In the design and preparation stage, the process begins with needs analysis and scheme determination. The operator needs to communicate with the organizer or design team to clarify the medal's purpose, grade, theme, quantity, and budget range, and select the material type and process route accordingly. Then, the shape and patterns are drawn, and the proportions and visual effects are verified through 3D modeling or hand-drawn templates. The focus at this stage is to ensure the feasibility of the design, that is, the selected structure can match the established molding process, avoiding difficulties in subsequent processing or cost overruns due to overly complex shapes.
In the molding and production stage, the operational methods vary depending on the type of process. When using the casting method, a prototype mold and a refractory mold must first be made. The dimensional accuracy and surface finish of the wax or silicone mold must be controlled. Then, the metal must be accurately weighed and melted, maintaining stable melting temperature and pouring speed to prevent porosity and cold shut defects. After demolding, riser removal, burr grinding, and preliminary shaping should be performed sequentially. When using the stamping method, a high-precision mold must be made according to the medal design. The press pressure and stroke must be adjusted to ensure that the contour and relief are formed in one go with neat edges. CNC cutting operations require importing accurate 3D data during the programming stage, setting reasonable cutting paths, speeds, and feed rates, and real-time monitoring of tool wear and workpiece fixation during processing to prevent vibration or displacement from affecting accuracy. Laser engraving and etching operations require calibrating the beam or etching solution parameters to ensure clear lines, uniform depth, and no damage to the substrate.
The surface decoration and treatment processes emphasize process integration and quality control. For enamel filling, the decorative area must first be cleaned and glazed, controlling the glaze thickness and uniformity, before firing in a kiln to the specified temperature and time. After removal from the kiln, it should be slowly cooled to prevent cracking. For baking or spraying, adjust the spray gun air pressure and distance to ensure a uniform coating and adequate adhesion, followed by curing. Electroplating and oxidation operations require appropriate electrolytes and current densities to ensure consistent color and a dense film. Polishing, brushing, or sandblasting should be performed with force applied in a predetermined direction to achieve a harmonious and uniform surface texture. In multi-process combinations, the sequence of steps should be rationally arranged to avoid residues from previous processes affecting subsequent adhesion or causing irreversible damage.
Quality inspection is a crucial aspect of the operating procedures, requiring full-process control from raw material inspection to final product inspection.
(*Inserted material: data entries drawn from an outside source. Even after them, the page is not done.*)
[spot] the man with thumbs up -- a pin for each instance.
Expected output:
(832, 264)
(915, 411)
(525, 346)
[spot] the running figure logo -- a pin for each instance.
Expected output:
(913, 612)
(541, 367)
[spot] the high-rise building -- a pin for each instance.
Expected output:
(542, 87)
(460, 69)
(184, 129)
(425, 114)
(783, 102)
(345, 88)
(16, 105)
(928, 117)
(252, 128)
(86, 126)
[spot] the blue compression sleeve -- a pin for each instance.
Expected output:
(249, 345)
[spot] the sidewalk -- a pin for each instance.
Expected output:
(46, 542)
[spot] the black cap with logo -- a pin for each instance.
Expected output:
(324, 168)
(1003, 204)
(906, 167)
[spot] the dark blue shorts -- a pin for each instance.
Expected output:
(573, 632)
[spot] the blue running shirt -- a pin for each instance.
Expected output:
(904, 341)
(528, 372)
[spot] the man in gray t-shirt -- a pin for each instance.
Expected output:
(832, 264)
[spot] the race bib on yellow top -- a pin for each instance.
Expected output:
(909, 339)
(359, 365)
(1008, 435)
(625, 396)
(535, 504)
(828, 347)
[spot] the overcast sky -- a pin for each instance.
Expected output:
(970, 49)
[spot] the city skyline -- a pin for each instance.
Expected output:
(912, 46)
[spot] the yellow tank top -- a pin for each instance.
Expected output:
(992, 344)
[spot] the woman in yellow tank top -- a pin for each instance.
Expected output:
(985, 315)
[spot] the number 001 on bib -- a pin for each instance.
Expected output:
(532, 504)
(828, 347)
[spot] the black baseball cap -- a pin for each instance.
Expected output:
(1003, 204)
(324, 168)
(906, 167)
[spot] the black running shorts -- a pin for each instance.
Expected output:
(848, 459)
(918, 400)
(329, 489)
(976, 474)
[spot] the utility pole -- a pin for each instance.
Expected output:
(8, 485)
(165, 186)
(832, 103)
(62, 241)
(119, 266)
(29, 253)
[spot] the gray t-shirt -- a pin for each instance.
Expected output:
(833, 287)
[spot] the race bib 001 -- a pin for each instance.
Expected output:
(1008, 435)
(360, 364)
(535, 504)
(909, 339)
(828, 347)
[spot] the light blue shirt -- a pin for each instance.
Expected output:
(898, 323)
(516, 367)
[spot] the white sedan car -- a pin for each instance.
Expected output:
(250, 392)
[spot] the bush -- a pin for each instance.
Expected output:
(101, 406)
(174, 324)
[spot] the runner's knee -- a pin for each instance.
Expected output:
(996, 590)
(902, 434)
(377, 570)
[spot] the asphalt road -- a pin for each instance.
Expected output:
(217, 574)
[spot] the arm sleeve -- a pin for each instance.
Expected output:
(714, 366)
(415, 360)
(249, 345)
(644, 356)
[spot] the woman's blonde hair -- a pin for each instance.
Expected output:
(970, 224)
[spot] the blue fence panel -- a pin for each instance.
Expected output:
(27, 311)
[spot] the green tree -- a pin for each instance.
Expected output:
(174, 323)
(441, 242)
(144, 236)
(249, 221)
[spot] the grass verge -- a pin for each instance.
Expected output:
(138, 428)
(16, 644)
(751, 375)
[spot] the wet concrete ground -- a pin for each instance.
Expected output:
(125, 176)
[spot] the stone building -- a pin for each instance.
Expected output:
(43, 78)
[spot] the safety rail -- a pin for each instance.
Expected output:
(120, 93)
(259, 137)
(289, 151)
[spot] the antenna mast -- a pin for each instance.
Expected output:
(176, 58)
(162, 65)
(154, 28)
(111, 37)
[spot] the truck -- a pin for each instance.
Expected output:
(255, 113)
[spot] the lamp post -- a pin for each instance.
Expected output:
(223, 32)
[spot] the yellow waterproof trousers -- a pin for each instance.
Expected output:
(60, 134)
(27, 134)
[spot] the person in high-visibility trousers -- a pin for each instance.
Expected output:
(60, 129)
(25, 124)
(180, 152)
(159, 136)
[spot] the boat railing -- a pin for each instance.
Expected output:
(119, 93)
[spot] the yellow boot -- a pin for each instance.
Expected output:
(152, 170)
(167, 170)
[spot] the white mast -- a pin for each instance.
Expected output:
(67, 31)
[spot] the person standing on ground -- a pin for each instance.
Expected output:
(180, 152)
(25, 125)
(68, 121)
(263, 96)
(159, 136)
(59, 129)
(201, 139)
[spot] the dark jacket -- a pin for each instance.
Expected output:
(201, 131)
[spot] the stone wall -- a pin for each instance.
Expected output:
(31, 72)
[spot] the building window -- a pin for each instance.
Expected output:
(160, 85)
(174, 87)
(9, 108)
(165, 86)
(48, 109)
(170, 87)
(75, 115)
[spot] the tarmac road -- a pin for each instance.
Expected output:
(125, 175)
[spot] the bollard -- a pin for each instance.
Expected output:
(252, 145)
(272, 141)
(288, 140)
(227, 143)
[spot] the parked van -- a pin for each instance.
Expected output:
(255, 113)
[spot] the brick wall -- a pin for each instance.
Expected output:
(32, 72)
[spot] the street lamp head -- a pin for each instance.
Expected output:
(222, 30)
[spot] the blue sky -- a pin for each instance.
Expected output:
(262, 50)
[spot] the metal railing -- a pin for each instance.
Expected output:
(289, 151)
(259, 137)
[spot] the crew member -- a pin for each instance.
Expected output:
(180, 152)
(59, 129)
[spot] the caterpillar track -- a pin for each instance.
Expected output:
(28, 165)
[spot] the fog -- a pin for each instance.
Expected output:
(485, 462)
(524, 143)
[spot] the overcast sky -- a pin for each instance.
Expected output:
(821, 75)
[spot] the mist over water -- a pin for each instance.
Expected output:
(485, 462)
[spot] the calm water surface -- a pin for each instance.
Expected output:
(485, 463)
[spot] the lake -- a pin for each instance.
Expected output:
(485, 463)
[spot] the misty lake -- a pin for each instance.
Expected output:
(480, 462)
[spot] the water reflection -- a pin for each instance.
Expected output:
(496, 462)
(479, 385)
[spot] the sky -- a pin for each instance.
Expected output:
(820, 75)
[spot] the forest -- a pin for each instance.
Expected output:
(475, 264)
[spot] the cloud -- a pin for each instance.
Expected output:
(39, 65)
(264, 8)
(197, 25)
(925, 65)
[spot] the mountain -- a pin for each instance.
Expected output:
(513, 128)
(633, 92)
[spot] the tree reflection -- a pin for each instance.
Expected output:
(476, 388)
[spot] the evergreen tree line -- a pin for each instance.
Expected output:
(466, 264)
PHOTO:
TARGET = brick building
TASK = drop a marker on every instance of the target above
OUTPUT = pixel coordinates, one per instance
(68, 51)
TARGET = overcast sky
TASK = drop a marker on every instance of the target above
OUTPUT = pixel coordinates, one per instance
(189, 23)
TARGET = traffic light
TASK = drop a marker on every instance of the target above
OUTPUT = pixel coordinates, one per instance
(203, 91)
For metal materials, verify the composition and physical properties. For semi-finished products, check dimensional tolerances, embossing clarity, and surface defects. For finished products, conduct sampling or full inspection of appearance, color, and the firmness of magnetic attachments or hanging rings. If necessary, simulate actual usage environments for abrasion resistance, weather resistance, and drop tests to ensure the medals maintain stable quality under normal storage and display conditions.
In the use and storage of medals, the operating procedures emphasize proper wearing and secure storage. When awarding medals, the consistency between the medal and the award information should be verified to avoid mismatches. Before use, the hanging rings or ribbon buckles should be checked for structural integrity to prevent breakage due to aging or improper stress. For long-term storage, medals should be placed in a dry, dark environment with suitable temperature and humidity. A desiccant box or protective oil layer can be used to slow oxidation. During display, avoid friction or heavy pressure from hard objects to maintain the integrity of the surface texture and plating. Medals with minor damage should be professionally repaired by qualified personnel to avoid secondary damage caused by improper handling.
In general, the operation of medals constitutes a closed-loop system consisting of design preparation, molding and production, surface treatment, quality inspection, and use and storage. Each step is independent yet closely connected, requiring operators to possess both craftsmanship skills and a sense of responsibility, balancing artistic effect and engineering reliability in precise execution. Only in this way can the medal, with its proper form and texture, convey irreplaceable honor and memory in every award and gaze.